Открываю дверь шире.

Обычная комната: стол, детские стулья, фломастеры расползлись по столешнице, на полу листы с кривыми монстрами и человечками-палками.

На полу сидят две малявки.

Аня в куртке, шапка на пол-лица сползла, щеки красные, довольная, как после хорошей прогулки. Рядом Лев.

Хоть имя нормальное дала.

Сидит боком ко мне. Спина узкая, под тонкой футболкой лопатки считай просвечивают. Руки – палки, запястья, как спицы. Нога поджата под себя, носок носка уже почти протёрт.

Худой. Не стройный, а именно худой.

Это не от природы. Это когда едят, как придётся.

Взгляд цепляется за его куртку на спинке стула. Тонкая. Это не на нашу зиму. Это «что нашли – то и носим».

От одной этой картинки поднимается тяжёлая волна злости. Уже не адресно на Варю, а на всё сразу.

Пацан мой. Моя кровь.

А выглядит так, будто его сильный порыв ветра унесёт.

Подсознательно начинаю считать: сколько он весит на глаз, какой возраст по росту, сколько ему по-хорошему надо есть, что там с физической формой? Хоть в какую-нибудь секцию ходит?

И тут же сам себе отвечаю: какая, к чёрту, секция. У неё денег нет, времени нет, здоровья нет.

Конечно, проще всего – спрятать ребёнка, объявить отца чудовищем и дальше героически выживать в одиночку. Только вот выживает она, а расплачивается за наши ошибки ребенок.

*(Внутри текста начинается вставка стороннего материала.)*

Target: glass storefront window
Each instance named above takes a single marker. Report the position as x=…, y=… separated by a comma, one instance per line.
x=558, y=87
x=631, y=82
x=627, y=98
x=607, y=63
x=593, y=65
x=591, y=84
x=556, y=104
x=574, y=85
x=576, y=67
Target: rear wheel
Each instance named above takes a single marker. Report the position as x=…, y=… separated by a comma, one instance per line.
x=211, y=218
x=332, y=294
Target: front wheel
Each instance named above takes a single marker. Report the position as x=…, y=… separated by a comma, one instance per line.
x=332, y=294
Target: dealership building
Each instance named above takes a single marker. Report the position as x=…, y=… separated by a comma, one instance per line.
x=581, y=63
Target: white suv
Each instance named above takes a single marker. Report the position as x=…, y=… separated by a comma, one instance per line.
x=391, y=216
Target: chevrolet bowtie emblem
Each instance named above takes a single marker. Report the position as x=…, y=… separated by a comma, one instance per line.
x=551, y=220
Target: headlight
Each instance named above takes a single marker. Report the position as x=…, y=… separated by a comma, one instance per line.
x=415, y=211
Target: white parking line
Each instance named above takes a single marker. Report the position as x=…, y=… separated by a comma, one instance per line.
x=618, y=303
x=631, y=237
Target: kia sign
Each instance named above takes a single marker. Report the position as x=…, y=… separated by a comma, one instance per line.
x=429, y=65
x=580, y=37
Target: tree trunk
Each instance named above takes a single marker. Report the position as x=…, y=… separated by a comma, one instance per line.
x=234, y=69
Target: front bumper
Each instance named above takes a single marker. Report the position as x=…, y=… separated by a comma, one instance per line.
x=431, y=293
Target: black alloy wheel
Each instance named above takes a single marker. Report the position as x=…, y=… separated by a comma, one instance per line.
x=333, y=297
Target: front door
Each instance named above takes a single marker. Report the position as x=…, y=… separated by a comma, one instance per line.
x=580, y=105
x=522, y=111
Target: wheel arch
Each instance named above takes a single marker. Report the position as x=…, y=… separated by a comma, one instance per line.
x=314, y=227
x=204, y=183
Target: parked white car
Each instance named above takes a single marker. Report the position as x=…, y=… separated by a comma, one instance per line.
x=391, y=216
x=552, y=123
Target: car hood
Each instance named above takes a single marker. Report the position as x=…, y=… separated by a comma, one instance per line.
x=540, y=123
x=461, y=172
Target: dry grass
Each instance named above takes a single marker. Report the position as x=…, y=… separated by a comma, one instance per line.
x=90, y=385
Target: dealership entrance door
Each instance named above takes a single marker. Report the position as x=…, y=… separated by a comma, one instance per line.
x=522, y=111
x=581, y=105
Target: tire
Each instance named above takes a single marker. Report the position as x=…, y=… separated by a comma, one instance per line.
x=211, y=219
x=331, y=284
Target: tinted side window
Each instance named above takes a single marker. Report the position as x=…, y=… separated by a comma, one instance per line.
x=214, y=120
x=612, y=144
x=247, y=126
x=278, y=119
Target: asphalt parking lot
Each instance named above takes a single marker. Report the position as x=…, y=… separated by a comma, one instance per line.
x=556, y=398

– Так, художники. Закругляемся с динозаврами. Через десять минут выходим.

Они вскидывают головы.

Лёва смотрит прямо в лоб, как и я когда-то. Ни стыда, ни «ой, чужой дядя, спрячусь за стул». Чистый интерес, только настороженный немного. Просто еще не решил, ты опасен или нет.

Глаза… зелёные, как у Вари, но посадка – моя. Чуть сощуривает, когда всматривается. Брови так же двигаются. Больше внутрь, чем вверх. Скулы те же, линия подбородка уже намечается.

И я в эту секунду понимаю, что никакого ДНК-теста и не надо было бы. Всё уже написано у него на лице. Мой.